OLYMPIA — The state would provide $5 million to build a new cafeteria at Marysville Pilchuck High School under a plan released Friday by House Democrats.
The money is in the capital budget proposed by majority Democrats and is intended to shoulder much of the financial weight of replacing the site where a deadly shooting occurred in October.
The allocation is not a certainty — there remain weeks of give and take between House Democrats and Senate Republicans before a final budget is passed — but the outlay is a relatively small amount and seems to have broad support.
Rep. Hans Dunshee, D-Snohomish, who as chairman of the House Capital Budget Committee wrote the spending plan, said he told district leaders that lawmakers stood ready to help out in any way they could.
“We’ve been real quiet about it,” Dunshee said. “We wanted to help but we did not want to inject ourselves into their healing process. We understand you can’t send kids back into that place.”
Everett’s two Democratic state representatives, June Robinson and Mike Sells, also sought inclusion of the money.
“We are very thankful for the efforts of Representative Dunshee for reaching out to us in our time of need,” Superintendent Becky Berg said in an email. “For this, and the fact that there is a line item in the budget for the MPHS cafeteria, we are very grateful.”
The Marysville School Board decided earlier this month that the facility would not reopen and agreed to pay for designing a new cafeteria. Decisions on size and location on campus have not been made.
It’s been shuttered since a freshman shot five friends sitting at a table eating their lunches. Four died. The shooter then turned the gun on himself.
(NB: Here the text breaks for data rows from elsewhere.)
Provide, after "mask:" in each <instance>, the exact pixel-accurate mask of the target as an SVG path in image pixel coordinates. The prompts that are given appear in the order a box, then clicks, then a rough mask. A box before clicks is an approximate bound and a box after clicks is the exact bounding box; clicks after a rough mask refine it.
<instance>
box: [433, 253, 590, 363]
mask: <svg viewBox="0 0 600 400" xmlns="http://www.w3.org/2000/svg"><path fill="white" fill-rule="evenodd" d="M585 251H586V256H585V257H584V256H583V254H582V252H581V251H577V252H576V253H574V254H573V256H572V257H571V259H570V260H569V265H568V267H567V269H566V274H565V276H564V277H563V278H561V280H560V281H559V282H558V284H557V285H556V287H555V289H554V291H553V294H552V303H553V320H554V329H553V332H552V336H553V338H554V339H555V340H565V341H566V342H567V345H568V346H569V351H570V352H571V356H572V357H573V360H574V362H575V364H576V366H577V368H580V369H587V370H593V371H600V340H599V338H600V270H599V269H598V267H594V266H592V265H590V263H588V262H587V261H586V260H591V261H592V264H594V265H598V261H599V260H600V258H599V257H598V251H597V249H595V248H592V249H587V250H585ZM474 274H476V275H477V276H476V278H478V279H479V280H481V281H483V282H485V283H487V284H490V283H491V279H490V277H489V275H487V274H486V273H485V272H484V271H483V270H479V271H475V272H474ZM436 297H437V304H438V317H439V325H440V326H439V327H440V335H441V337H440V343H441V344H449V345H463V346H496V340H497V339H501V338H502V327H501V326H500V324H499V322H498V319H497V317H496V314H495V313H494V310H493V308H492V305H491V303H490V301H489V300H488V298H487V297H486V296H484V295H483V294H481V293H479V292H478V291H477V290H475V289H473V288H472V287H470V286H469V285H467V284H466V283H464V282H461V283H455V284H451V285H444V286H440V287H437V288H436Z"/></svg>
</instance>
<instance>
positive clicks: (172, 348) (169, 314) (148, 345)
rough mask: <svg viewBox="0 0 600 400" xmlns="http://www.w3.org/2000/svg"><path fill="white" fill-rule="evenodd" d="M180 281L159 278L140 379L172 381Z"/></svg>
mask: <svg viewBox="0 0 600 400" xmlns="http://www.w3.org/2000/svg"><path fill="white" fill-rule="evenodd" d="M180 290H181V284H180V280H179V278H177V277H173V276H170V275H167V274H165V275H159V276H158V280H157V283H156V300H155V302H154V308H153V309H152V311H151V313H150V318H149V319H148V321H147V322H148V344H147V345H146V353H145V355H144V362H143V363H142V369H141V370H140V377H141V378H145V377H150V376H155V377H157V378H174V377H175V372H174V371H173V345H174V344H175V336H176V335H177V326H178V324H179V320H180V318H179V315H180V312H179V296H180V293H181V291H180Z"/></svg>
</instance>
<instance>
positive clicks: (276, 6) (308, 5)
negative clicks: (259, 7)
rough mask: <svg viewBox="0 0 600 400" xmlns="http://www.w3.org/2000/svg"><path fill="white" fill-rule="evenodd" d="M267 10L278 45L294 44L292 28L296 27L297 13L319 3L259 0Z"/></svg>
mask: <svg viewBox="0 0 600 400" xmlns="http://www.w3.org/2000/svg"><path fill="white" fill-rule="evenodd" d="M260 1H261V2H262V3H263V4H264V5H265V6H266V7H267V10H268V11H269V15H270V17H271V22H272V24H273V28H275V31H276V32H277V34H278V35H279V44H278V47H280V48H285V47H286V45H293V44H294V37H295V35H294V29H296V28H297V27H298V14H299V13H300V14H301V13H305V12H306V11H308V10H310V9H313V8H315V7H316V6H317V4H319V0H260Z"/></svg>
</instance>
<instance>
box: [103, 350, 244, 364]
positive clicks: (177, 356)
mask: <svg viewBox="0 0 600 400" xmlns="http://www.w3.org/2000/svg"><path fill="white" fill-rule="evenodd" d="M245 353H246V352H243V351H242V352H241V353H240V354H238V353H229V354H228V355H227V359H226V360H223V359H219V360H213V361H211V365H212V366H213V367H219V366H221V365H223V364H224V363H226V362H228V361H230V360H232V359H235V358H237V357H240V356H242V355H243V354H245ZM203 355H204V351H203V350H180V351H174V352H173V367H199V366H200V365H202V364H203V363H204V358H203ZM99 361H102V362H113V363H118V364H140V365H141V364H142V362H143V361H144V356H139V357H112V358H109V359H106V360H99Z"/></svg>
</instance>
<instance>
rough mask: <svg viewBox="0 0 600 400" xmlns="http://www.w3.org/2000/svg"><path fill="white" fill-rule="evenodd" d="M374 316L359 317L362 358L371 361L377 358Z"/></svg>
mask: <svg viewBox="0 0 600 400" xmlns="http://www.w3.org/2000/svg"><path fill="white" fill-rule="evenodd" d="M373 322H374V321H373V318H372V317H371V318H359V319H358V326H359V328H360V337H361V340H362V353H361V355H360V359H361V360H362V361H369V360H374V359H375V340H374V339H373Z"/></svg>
District leaders conducted an online survey to find out what students, parents and the community thought should be done with the building.
They sketched out two scenarios: spend $5 million to reconstruct a 13,600-square-foot cafeteria in the same vicinity, or spend $10 million for a 16,000-square-foot facility elsewhere on campus. Of 1,900 responses, two-thirds favored the second scenario.
A hearing on the proposed capital budget is set for 8 a.m. Monday. The full House is expected to vote on the plan by the end of next week.
Meanwhile, the Republican-controlled Senate is drafting its own capital budget. Once that is passed, the two chambers, along with Gov. Jay Inslee, will negotiate a final agreement that the Legislature can consider.